Op lokale festivalletjes hier spelen soms wat bandjes die ik ken uit het verleden (meerdere mic's gesneuveld), dus die krijgen van mij netjes een Behringer mic van 2 tientjes.

Tape artiesten heb ik over het algemeen weinig gezeik mee, ik doe er niet heel veel en vooral geen lokale patatboer die ook wel even wat plaatjes kan zingen (op eentje na dan  :Big Grin: ).

----------


## berolios

> ...En vervolgens niet willen betalen en volhouden dat dat een normale gang van zaken was. Uiteindelijk de organisatie aansprakelijk gesteld...



Toevallig daar dit weekend nog een discussie over gehad, je hebt juist gehandeld. 

Het hangt voor mij erg van de opdrachtgever af. Als deze aan heeft gegeven voor alle schade garant te staan die een bandje veroorzaakt, mogen ze van mij natuurlijk doen en laten wat ze willen. 

Maar normaal gezien... als ik zie dat er dingen bewust kapot gemaakt worden wordt er meestal (hangt af van hoe erg het is, anders stop ik er direct mee) eerst een heel duidelijke waarschuwing gegeven (ik loop bijvoorbeeld het podium op tussen twee nummers, en/of plak een stuk witte tape met wat 'aanwijzingen' op de monitors), en wordt er ook direct even een stevig babbeltje gemaakt met de evt aanwezige manager en als het daarna niet verbeterd gaat simpelweg de stroom eraf... mensen moeten maar eens leren respect te hebben voor andermans spullen. Het kan wel bij de act horen, maar neem dan je eigen microfoons mee die je aan gort gooit, of je eigen monitoren waar je in de roosters staat te springen... Vooral bij die lokale bandjes die denken dat dat normaal is... no fucking way !!! 

Bij grote acts kun je er nog gerust op zijn dat je schade kan verhalen en dat alles netjes wordt afgehandeld... hun reputatie is immers meer waard dan wat spullen die sneuvelen.
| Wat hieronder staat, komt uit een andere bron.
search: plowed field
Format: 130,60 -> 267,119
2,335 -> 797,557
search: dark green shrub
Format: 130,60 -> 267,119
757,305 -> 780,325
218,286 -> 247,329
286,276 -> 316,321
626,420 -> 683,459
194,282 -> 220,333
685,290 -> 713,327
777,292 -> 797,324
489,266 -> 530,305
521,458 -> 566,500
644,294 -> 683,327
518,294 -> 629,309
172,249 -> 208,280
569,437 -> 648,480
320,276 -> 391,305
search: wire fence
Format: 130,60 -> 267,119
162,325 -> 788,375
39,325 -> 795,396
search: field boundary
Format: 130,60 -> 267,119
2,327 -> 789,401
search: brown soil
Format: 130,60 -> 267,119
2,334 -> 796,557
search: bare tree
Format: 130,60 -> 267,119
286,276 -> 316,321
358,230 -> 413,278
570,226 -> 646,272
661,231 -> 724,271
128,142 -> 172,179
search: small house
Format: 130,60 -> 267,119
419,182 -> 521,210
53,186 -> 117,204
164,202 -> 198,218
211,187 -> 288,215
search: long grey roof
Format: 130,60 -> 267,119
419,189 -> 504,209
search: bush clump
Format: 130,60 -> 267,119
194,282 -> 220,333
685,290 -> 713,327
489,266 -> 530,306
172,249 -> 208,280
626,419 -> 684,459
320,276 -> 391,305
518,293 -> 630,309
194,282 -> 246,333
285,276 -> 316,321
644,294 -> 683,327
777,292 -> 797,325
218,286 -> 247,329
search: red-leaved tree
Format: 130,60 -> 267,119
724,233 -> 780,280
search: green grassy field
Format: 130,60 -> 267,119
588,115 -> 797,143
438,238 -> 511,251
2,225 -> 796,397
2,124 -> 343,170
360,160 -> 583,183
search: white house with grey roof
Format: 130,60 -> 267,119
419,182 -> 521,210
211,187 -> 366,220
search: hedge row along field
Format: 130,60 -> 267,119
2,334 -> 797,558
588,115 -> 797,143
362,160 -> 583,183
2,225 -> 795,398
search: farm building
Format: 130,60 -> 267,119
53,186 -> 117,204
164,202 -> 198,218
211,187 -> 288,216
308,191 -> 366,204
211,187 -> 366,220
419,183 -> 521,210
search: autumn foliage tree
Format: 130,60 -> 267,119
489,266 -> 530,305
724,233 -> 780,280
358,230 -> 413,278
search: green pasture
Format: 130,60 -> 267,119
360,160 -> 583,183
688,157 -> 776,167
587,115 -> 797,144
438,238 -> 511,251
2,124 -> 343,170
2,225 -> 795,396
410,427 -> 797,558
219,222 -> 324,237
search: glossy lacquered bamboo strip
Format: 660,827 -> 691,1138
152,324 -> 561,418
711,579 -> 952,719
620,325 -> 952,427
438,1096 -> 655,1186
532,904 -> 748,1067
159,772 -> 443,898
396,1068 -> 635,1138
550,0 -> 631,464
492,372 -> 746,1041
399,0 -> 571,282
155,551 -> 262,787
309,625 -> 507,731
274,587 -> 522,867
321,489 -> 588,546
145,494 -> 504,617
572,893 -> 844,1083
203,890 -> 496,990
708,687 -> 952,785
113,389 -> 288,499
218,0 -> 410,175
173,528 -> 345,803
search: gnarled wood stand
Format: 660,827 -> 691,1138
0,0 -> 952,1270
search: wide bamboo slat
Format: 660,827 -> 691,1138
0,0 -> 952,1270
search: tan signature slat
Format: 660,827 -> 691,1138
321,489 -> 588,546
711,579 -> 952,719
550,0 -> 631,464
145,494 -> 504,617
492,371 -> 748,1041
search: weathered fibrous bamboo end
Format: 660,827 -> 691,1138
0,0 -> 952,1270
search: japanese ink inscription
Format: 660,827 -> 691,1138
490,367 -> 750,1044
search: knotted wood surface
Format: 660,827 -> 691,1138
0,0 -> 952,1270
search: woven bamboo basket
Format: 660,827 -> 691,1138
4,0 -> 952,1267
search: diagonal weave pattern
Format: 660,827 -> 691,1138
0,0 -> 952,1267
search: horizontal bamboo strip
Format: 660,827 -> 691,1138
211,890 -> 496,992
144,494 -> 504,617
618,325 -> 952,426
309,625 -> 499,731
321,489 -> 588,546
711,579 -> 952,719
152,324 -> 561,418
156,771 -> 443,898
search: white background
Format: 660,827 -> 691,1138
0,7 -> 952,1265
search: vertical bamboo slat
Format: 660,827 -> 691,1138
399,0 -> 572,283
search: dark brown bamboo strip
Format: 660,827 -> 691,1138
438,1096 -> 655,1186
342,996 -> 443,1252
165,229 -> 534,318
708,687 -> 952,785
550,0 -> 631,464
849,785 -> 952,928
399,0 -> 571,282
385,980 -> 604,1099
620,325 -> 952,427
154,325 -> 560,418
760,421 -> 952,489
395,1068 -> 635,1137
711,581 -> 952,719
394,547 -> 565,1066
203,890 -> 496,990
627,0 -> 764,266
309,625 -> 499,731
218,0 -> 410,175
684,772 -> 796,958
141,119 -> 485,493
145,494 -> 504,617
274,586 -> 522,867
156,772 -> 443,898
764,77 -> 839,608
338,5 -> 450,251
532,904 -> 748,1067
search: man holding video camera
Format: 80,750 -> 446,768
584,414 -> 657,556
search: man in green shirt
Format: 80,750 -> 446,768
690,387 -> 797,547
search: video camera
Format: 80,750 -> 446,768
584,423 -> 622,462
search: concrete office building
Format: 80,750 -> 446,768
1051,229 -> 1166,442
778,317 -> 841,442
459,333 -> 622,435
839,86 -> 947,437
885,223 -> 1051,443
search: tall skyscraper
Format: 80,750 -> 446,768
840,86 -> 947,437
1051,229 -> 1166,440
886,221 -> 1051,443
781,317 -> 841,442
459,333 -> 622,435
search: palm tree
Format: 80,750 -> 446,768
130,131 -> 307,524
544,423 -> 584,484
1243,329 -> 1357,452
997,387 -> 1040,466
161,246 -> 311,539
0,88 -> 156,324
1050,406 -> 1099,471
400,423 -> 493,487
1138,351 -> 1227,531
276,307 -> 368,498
Maar die kleine (lokale) bandjes zijn gewoon kale kippen waar niks van te plukken valt, dus daar sta je met je kapotte spullen en voor meer schade dan je marge van die dag...

Je moet gewoon goed over je eigen spullen waken... en stappen durven ondernemen als dat nodig is... ik vraag me trouwens echt af waar het vandaan komt dat muzikanten denken dat het slopen van andermans spullen normaal is. Misschien van de grotere festivals, waar we de bandjes maar lekker hun gang laten gaan, omdat daar zowieso alles vergoed wordt...

Ik kom er niet bij in ieder geval...

Adios!

----------


## Gast1401081

> k ...........Alleen 1 keer met een band die vond het normaal aan het eind van een optreden dat de lead zanger een beta 58 aan barels gooide dat had ik egt nog nooit meegemaakt en ik had zoiets van huh hoort dat ook erbij. En vervolgens niet willen betalen en volhouden dat dat een normale gang van zaken was. Uiteindelijk de organisatie aansprakelijk gesteld.
> 
> groet @ndrew



mikrofoonstatief om die zanger zijn nek vouwen...

----------


## purplehaze

tja Mac, dan heb je een micro en een statief kapot ;-)

Maar de beste man zou ik toch wel ff met zachte hand begeleiden naar de eerste de beste pinautomaat

----------


## ljanton

Nou verder off topic; ik heb ook nooit begrepen waarom sommige mensen
dingen moeten kapotslaan. Zoals gitaren, drums enzo. Ik snap het gewoon niet. Ook al zijn de spullen van jezelf, ik vind zoiets gewoon nergens over gaan. Het 'slaat' nergens op. En ja spullen van iemand anders moet je echt niet kapot maken.  :Mad:  Maar agressie helpt niet.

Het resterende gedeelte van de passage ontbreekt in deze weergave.